I recently made a change in STD and noticed that functions I added not inlined (e.g. <&[u8]>::spec_new_impl not inlined into <&str>::spec_new_impl) as I expected.
Also, CString::from_vec_unchecked not inlined into <&[u8]>::spec_new_impl.
However, those inlining happens when I enable fat LTO so I think they would be inlined if std would be built with -Ccodegen-units=1.
Are distribution builds of libraries (e.g. stable releases and nightlies) built with codegen-units=1 or not?
The standard library is built with codegen-units=1. In this case however what matters is if the user crate is compiled with codegen-units=1 (or LTO) as CString::new is codegened in the user crate due to being generic.
Thank you for your response. Is local builds (which I do with pypy3 x.py build library/std --stage 1) built different than distribution?
I actually told about SpecNewImpl::spec_new_impl which used to specialize.

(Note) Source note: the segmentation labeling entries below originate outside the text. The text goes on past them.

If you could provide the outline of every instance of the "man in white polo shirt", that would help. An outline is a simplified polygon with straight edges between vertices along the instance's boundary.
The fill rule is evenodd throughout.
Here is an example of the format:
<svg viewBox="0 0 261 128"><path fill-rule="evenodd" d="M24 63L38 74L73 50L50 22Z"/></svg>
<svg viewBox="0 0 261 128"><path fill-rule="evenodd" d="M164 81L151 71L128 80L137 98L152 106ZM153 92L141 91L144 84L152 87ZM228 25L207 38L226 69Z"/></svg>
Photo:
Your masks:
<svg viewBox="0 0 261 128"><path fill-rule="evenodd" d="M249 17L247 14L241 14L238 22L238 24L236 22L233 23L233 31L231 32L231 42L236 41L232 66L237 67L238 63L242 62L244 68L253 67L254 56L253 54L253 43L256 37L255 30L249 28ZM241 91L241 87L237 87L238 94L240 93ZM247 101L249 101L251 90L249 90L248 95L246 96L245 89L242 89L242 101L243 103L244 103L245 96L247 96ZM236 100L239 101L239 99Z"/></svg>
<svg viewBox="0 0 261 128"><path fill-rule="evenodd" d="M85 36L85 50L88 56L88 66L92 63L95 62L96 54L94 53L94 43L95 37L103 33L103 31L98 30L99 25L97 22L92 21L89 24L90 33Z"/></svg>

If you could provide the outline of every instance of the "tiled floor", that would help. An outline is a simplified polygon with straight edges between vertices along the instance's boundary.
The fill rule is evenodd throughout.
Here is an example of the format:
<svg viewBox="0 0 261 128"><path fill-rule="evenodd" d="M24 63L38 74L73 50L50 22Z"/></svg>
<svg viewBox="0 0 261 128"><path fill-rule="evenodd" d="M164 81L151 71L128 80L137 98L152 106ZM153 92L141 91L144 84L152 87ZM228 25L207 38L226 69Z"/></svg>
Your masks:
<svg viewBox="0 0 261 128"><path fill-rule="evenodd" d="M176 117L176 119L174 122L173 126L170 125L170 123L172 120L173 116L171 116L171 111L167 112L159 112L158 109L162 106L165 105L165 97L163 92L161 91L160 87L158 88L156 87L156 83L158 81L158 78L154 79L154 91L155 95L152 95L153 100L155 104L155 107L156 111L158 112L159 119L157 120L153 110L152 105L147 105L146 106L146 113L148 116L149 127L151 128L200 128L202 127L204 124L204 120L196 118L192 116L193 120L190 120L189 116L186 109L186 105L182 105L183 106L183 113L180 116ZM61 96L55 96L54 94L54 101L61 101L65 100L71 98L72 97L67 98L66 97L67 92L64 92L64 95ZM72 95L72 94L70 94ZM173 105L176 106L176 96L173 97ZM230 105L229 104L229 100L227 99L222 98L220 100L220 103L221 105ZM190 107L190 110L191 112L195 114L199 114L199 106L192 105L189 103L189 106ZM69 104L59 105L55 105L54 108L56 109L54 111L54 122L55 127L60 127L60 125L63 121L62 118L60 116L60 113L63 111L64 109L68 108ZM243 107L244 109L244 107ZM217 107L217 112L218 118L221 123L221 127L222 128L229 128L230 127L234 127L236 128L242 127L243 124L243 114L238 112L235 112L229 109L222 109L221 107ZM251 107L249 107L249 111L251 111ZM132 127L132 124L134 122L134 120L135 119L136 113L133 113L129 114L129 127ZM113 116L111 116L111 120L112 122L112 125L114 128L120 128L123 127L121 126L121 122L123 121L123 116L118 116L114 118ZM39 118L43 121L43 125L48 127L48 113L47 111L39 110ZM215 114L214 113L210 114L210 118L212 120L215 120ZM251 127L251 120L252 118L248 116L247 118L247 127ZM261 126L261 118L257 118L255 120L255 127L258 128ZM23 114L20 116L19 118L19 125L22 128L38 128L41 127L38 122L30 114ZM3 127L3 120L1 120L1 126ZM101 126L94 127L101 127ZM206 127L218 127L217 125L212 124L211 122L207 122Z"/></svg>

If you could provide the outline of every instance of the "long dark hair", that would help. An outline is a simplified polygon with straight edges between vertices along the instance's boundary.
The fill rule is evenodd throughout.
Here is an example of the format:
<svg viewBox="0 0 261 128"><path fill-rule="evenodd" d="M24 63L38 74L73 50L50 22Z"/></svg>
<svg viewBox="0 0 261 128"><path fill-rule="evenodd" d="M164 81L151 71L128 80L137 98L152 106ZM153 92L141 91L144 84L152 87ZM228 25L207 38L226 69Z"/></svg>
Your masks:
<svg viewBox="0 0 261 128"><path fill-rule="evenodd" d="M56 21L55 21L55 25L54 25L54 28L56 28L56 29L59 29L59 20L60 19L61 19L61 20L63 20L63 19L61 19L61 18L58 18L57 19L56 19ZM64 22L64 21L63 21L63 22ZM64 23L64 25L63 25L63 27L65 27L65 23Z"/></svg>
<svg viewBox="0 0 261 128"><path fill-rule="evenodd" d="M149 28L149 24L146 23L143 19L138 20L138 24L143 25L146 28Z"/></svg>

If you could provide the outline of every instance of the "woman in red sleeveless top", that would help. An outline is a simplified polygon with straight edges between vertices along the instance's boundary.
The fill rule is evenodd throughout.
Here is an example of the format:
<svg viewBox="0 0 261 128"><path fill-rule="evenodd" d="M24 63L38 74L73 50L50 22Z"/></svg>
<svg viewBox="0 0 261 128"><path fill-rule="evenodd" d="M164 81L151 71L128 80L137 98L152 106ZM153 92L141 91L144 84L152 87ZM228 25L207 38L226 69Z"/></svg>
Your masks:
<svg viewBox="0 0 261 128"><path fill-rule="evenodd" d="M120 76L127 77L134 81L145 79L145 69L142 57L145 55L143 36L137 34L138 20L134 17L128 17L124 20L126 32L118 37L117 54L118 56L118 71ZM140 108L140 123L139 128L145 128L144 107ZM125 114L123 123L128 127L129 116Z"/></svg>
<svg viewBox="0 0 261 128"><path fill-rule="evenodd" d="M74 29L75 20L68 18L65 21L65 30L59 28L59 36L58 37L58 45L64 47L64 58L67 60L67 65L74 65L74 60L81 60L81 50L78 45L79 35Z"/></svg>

While CString::new is inlined as generic, specialization trait specializations isn't (which is fine).
But I don't like how CString::new_unchecked wasn't inlined into SpecNewImpl::spec_new_impl specializations and <&[u8] as SpecNewImpl>::spec_new_impl wasn't inlined into &str and &mut [u8] implementations. I even tried to move implementation to separate function marked as #[inline] but this didn't help.
Can you point me at why you think so? We should update the documentation in config.toml.example at minimum -- it currently does not indicate a default of 1 by my reading.